Out of Breath (Breathing, #3)(18)



‘Do you want to get something to eat?’ he whispered across to me on Friday. I was calculating a Statistics problem and erasing – a lot. I hated Statistics.

Shocked to hear his voice, I glanced up into translucent blue eyes that awaited my answer.

‘Are you hungry? I’m getting something to eat, and was asking if you’d like to come along.’

‘I’m not quite done. I need to stay a little longer.’ I bent over my notebook and figured he’d walk away like he usually did.

‘How about tomorrow?’ he persisted. I raised my eyes inquisitively, wary of his motives.

‘I don’t date.’

‘I wasn’t asking you on a date,’ he clarified, his neck turning slightly red. ‘I was just asking you to get something to eat – you need to eat, right?’

‘That I do.’ I deliberated. ‘But no, I don’t want to get something to eat with you tomorrow.’

‘Are you trying to be cruel, or is it just me?’

‘It’s just you.’ I continued to work out the math equation in front of me.

When he remained silent, I looked up to find him watching me intently. His eyes narrowed in on me for a silent moment, as if trying to read whether I was sincerely messing with him. Then he stood up to walk away.

I let out a breath and said, ‘Fine. I’ll meet you at The Alley at seven tomorrow night … for food.’

‘Yeah, just food.’ His annoying crooked smile now flustered me because I had no idea what it meant. I found myself looking after him as he walked around the corner. I couldn’t be cruel enough to make him stay away, but I was certain that he should. I bowed my head and returned to the misery of my assignment.





6


A Thousand Words


MY EARS PICKED UP THE MUSICAL CHIME coming from my nightstand before my brain could understand what it was hearing. I hit the snooze button, but the notes continued. I squinted an eye open to peer at the clock. It was after three in the morning. The chiming stopped, and I fell back into my pillow.

My phone started ringing again, insistent that I pick it up. I groaned and grappled with the device, pulling it in front of my face.

‘Sara?’ I grumbled, my voice still lost in the world of sleep.

‘Emma!’ she sobbed, her voice broken and full of pain. I bolted upright.

‘Sara, what is it?’ I demanded urgently, sitting in the dark of my room with my heart pounding. I tried to remain patient as I heard her strain to catch her breath. ‘Sara, please tell me.’

‘He’s engaged!’ she screamed in piercing agony. My entire body stilled. A moment passed, and all I could hear were her deafening cries.

‘Who’s engaged?’ I whispered, knowing the answer.

‘Jared,’ she whimpered. She collapsed into something that muffled her cries. I waited until she finally said, ‘I saw it … in The Times …’

And then there was nothing.

‘Sara?’ My phone displayed the lost connection message. ‘Shit.’ I dialled her back, only to hear the blaring of a busy signal. Frustrated and still confused, I pushed my blankets back, flipping on the bedside lamp.

I tried to call her back again, but was blocked by the same bleeping signal. I scrambled to my desk and booted up my laptop.

I searched ‘Mathews’ and ‘New York Times’ and was directed to a link. The page opened to the engagement section of The Times, featuring a large black-and-white photo of Jared and a girl. I stared at the screen in disbelief.

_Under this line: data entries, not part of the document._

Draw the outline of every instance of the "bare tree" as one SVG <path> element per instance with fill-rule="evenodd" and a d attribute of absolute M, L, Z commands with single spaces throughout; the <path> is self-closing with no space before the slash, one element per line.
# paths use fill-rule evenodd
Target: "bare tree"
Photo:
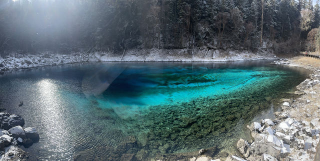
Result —
<path fill-rule="evenodd" d="M 254 26 L 252 22 L 248 22 L 246 24 L 246 38 L 244 38 L 244 42 L 246 42 L 249 37 L 249 34 L 252 32 L 254 29 Z"/>
<path fill-rule="evenodd" d="M 221 46 L 222 38 L 224 36 L 226 26 L 229 20 L 230 14 L 227 12 L 219 12 L 217 16 L 216 22 L 218 31 L 219 48 Z M 221 26 L 222 26 L 222 30 Z"/>
<path fill-rule="evenodd" d="M 261 0 L 261 31 L 260 33 L 260 46 L 262 46 L 262 35 L 264 30 L 264 1 Z"/>
<path fill-rule="evenodd" d="M 306 8 L 300 12 L 301 17 L 300 18 L 300 29 L 301 30 L 306 31 L 310 29 L 314 15 L 312 10 Z M 299 34 L 300 37 L 300 34 Z"/>
<path fill-rule="evenodd" d="M 318 29 L 317 28 L 312 28 L 308 33 L 306 37 L 308 41 L 308 49 L 310 51 L 314 52 L 316 50 L 316 34 L 318 33 Z"/>

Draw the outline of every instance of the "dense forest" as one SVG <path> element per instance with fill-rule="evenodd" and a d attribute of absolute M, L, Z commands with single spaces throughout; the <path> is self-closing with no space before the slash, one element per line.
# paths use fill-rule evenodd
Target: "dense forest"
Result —
<path fill-rule="evenodd" d="M 315 51 L 320 10 L 312 0 L 0 0 L 0 53 Z"/>

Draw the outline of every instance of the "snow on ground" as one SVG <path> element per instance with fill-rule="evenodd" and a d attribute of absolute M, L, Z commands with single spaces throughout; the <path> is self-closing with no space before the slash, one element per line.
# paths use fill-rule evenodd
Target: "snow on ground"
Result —
<path fill-rule="evenodd" d="M 12 69 L 30 68 L 85 62 L 226 62 L 274 58 L 276 56 L 265 51 L 195 49 L 132 49 L 118 54 L 114 52 L 76 53 L 68 54 L 44 52 L 36 54 L 11 54 L 0 58 L 0 72 Z M 123 54 L 123 56 L 122 56 Z"/>
<path fill-rule="evenodd" d="M 276 58 L 274 54 L 263 51 L 252 52 L 246 50 L 195 49 L 193 56 L 192 52 L 192 50 L 186 48 L 132 49 L 126 51 L 123 58 L 122 54 L 115 55 L 109 52 L 102 54 L 96 54 L 96 55 L 102 61 L 111 62 L 226 62 L 273 59 Z"/>

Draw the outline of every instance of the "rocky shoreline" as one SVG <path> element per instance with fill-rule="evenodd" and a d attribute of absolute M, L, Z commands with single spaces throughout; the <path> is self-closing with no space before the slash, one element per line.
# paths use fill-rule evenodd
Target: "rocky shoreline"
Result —
<path fill-rule="evenodd" d="M 195 49 L 194 54 L 188 49 L 131 49 L 125 52 L 97 52 L 56 54 L 50 52 L 27 54 L 12 53 L 0 56 L 0 72 L 10 70 L 61 65 L 88 62 L 209 62 L 272 60 L 271 52 L 258 50 L 224 51 L 206 48 Z"/>
<path fill-rule="evenodd" d="M 21 116 L 0 112 L 0 160 L 26 160 L 29 155 L 19 148 L 28 148 L 39 141 L 34 128 L 24 129 L 24 120 Z"/>
<path fill-rule="evenodd" d="M 296 98 L 283 98 L 281 112 L 276 118 L 268 118 L 252 122 L 247 128 L 251 132 L 249 140 L 236 142 L 239 154 L 213 159 L 201 155 L 194 160 L 314 160 L 319 142 L 320 113 L 320 68 L 299 58 L 278 59 L 272 64 L 303 68 L 312 70 L 307 78 L 296 86 Z M 313 60 L 312 61 L 314 61 Z M 320 60 L 317 60 L 320 61 Z"/>

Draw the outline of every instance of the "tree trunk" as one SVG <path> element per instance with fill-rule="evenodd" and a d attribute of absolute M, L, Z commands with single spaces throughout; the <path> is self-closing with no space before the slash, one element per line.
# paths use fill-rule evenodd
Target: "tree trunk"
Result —
<path fill-rule="evenodd" d="M 264 30 L 264 0 L 261 0 L 261 6 L 262 6 L 262 14 L 261 14 L 261 33 L 260 34 L 260 46 L 262 46 L 262 35 L 263 33 Z"/>

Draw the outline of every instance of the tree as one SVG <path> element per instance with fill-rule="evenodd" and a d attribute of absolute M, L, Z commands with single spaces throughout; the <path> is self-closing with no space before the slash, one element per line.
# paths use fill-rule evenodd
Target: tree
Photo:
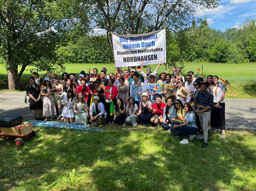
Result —
<path fill-rule="evenodd" d="M 63 67 L 56 46 L 67 28 L 64 1 L 1 1 L 0 56 L 8 73 L 9 90 L 21 90 L 20 78 L 26 67 Z M 18 72 L 18 66 L 21 68 Z"/>

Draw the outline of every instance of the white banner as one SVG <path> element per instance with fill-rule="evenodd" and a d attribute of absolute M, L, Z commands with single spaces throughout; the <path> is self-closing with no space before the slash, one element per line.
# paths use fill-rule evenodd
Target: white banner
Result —
<path fill-rule="evenodd" d="M 166 63 L 165 30 L 139 35 L 112 35 L 116 67 Z"/>

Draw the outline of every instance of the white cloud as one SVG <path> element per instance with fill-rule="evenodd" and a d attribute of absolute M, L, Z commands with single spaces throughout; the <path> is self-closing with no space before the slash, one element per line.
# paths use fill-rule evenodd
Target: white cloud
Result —
<path fill-rule="evenodd" d="M 249 3 L 252 1 L 256 1 L 256 0 L 230 0 L 229 3 L 231 4 L 241 4 Z"/>
<path fill-rule="evenodd" d="M 221 5 L 216 8 L 208 9 L 204 9 L 202 7 L 200 7 L 197 8 L 196 15 L 197 17 L 202 17 L 206 15 L 214 15 L 213 18 L 218 16 L 223 17 L 224 16 L 222 14 L 228 13 L 229 11 L 234 9 L 237 6 L 230 6 L 228 5 L 227 6 Z"/>
<path fill-rule="evenodd" d="M 209 25 L 211 24 L 214 22 L 214 21 L 213 20 L 210 18 L 207 19 L 206 21 L 207 21 L 207 23 L 208 23 Z"/>

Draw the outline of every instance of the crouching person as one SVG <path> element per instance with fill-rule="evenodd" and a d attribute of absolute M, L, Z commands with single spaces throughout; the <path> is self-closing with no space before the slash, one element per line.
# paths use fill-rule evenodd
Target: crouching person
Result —
<path fill-rule="evenodd" d="M 102 103 L 99 102 L 99 96 L 94 96 L 92 100 L 93 103 L 89 112 L 89 123 L 94 126 L 98 126 L 106 123 L 107 113 L 105 111 L 104 105 Z"/>

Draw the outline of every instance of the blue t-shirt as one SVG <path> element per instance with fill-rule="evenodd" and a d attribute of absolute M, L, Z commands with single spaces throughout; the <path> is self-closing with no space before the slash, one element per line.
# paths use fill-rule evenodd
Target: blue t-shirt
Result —
<path fill-rule="evenodd" d="M 185 116 L 185 122 L 186 122 L 188 121 L 189 122 L 189 123 L 187 125 L 187 126 L 191 127 L 197 128 L 196 124 L 196 116 L 195 116 L 195 114 L 193 112 L 186 114 Z"/>

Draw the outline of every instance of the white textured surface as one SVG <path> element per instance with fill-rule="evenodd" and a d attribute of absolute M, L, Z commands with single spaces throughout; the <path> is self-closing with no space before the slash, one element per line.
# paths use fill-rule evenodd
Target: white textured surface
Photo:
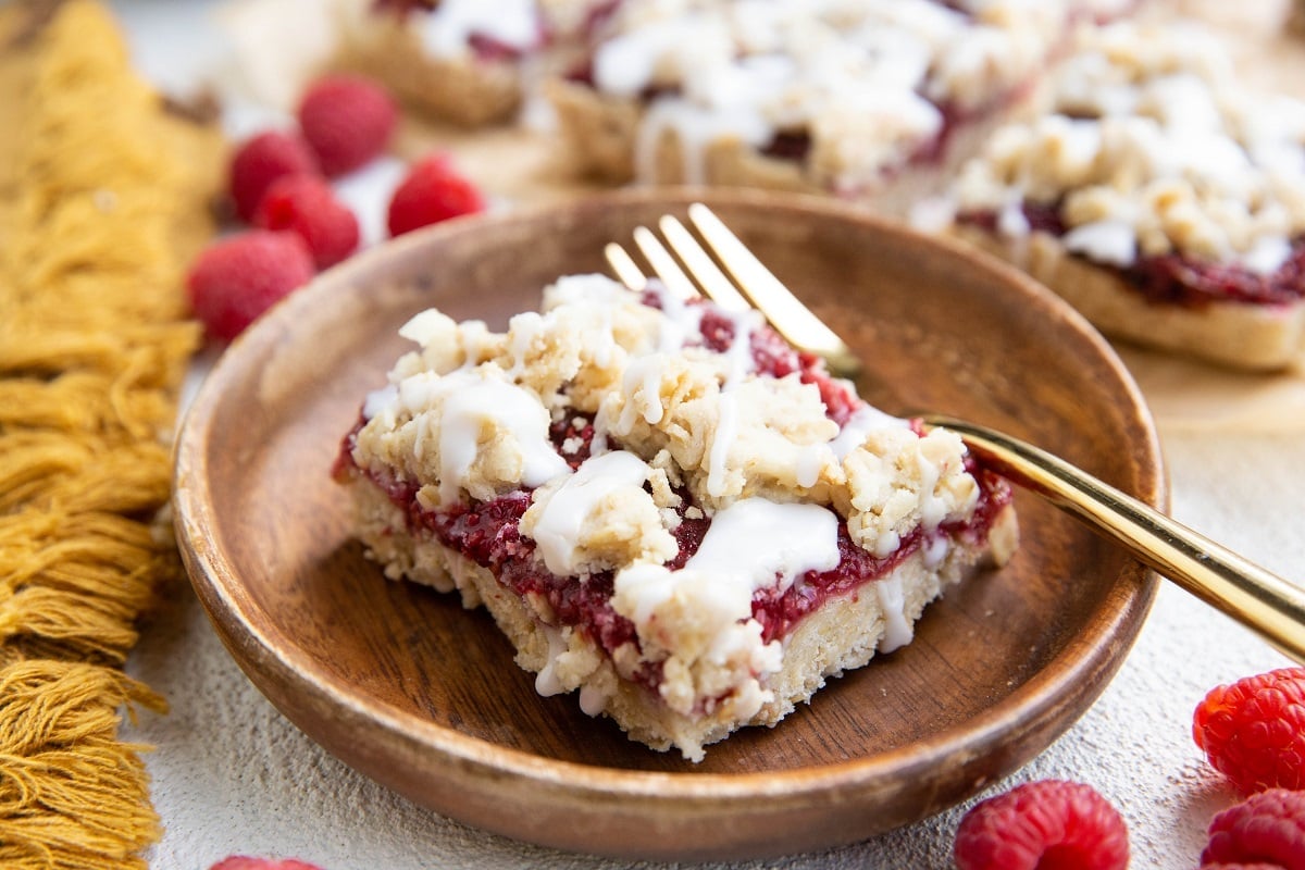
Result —
<path fill-rule="evenodd" d="M 191 83 L 211 60 L 204 20 L 211 3 L 119 0 L 141 67 Z M 1297 419 L 1302 408 L 1283 411 Z M 1263 428 L 1263 427 L 1262 427 Z M 1283 575 L 1305 571 L 1305 440 L 1298 433 L 1164 432 L 1174 515 Z M 1010 781 L 1041 777 L 1098 788 L 1124 814 L 1133 866 L 1195 866 L 1210 817 L 1233 801 L 1191 742 L 1191 710 L 1220 682 L 1287 660 L 1246 630 L 1165 586 L 1118 677 L 1091 711 Z M 130 663 L 167 695 L 172 712 L 146 715 L 128 738 L 147 757 L 166 833 L 155 870 L 202 870 L 231 854 L 300 857 L 326 870 L 418 867 L 626 867 L 487 835 L 416 807 L 354 773 L 295 729 L 245 680 L 188 588 L 149 627 Z M 746 867 L 950 867 L 964 806 L 833 852 Z"/>

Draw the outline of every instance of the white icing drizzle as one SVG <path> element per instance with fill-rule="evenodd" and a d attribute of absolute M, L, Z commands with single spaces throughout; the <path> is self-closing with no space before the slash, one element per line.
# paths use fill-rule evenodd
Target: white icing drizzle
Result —
<path fill-rule="evenodd" d="M 727 368 L 724 383 L 720 385 L 719 419 L 711 432 L 711 449 L 707 453 L 707 494 L 714 497 L 724 494 L 729 443 L 739 421 L 739 398 L 732 387 L 754 369 L 752 333 L 763 323 L 761 313 L 752 309 L 722 314 L 733 325 L 733 340 L 726 351 Z"/>
<path fill-rule="evenodd" d="M 534 0 L 441 0 L 420 17 L 416 34 L 432 57 L 461 57 L 467 40 L 483 35 L 525 51 L 539 40 Z"/>
<path fill-rule="evenodd" d="M 741 498 L 716 513 L 681 570 L 638 562 L 619 571 L 612 603 L 636 625 L 647 625 L 663 604 L 681 600 L 707 637 L 716 638 L 713 655 L 719 660 L 750 647 L 762 656 L 758 668 L 776 670 L 782 651 L 778 643 L 761 644 L 753 593 L 775 584 L 776 577 L 783 588 L 806 571 L 827 571 L 838 562 L 838 517 L 831 510 Z"/>
<path fill-rule="evenodd" d="M 685 569 L 737 579 L 748 586 L 752 600 L 776 574 L 791 582 L 838 562 L 838 515 L 827 507 L 740 498 L 711 518 Z"/>
<path fill-rule="evenodd" d="M 411 385 L 408 395 L 405 389 Z M 480 428 L 508 432 L 521 450 L 521 483 L 539 487 L 566 473 L 569 466 L 548 437 L 548 411 L 539 399 L 485 369 L 459 369 L 441 378 L 414 377 L 399 383 L 401 400 L 425 407 L 442 398 L 440 429 L 440 501 L 450 502 L 465 487 L 476 459 Z"/>
<path fill-rule="evenodd" d="M 911 643 L 915 629 L 906 618 L 906 596 L 902 592 L 900 577 L 886 577 L 874 582 L 874 593 L 883 610 L 883 634 L 880 637 L 880 652 L 893 652 Z"/>
<path fill-rule="evenodd" d="M 621 408 L 621 417 L 616 423 L 616 434 L 628 434 L 634 428 L 636 417 L 643 417 L 649 425 L 656 425 L 662 420 L 660 393 L 664 364 L 666 355 L 649 353 L 630 360 L 625 367 L 621 378 L 625 407 Z"/>
<path fill-rule="evenodd" d="M 544 667 L 535 674 L 535 691 L 544 698 L 551 698 L 552 695 L 560 695 L 566 691 L 561 680 L 557 678 L 557 659 L 566 652 L 568 644 L 566 638 L 564 638 L 562 633 L 555 626 L 540 622 L 539 629 L 544 633 L 544 638 L 548 640 L 548 651 L 544 653 Z"/>
<path fill-rule="evenodd" d="M 559 577 L 576 574 L 581 528 L 592 522 L 599 503 L 624 487 L 642 487 L 651 473 L 646 462 L 625 450 L 613 450 L 581 463 L 576 473 L 543 503 L 534 539 L 548 570 Z"/>

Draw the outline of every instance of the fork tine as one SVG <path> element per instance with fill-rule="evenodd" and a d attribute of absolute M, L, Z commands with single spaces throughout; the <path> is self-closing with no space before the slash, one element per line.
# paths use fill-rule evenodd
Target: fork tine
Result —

It wasn’t a professionally posed engagement photo. They were surrounded by formally dressed people at some kind of function. The photographer captured an image of them walking hand in hand. Jared was grinning slightly, while the girl next to him was simply glowing, with a vibrant, open-mouthed laugh. Her dark eyes twinkled, even in the colourless image. Her brown hair was swept up into a loose style, with elegant wisps framing her undeniably stunning face. She held a hand up, as if to cover her laugh, and there it was … the ring. A huge square diamond on her left hand.

I couldn’t focus on the words announcing their engagement. I didn’t care when they were getting married. I didn’t even care what her name was. Sara’s heart was being torn out of her chest in another country, without me there to console her. I called back again, and just as the phone started to ring, my eyes shifted. And I saw Evan.

He was in the background, within the crowd of partygoers. Most of his face was cut from the picture, though with the distinct structure of his jaw and the sharp lines of his mouth, there was no denying it was him. I did, however, have a full view of the girl draped around his left arm. It was hard to forget the detestably smug grin of Catherine Jacobs, the same girl who’d practically thrown herself at him at the dinner we’d attended years ago at her parents’ house. She looked very comfortable on his arm, like she thought she belonged there.

‘Emma?’ Sara answered. ‘Are you there?’ But I could barely hear her.

My insides had fallen into a bottomless pit, and my throat had closed up.

‘Emma?’

I dropped the phone and rushed to the bathroom, crashing the door against the wall, just in time to reach the toilet before expelling the contents of my stomach. I broke out into a cold sweat, gripping the rim of the seat tightly as my entire body convulsed.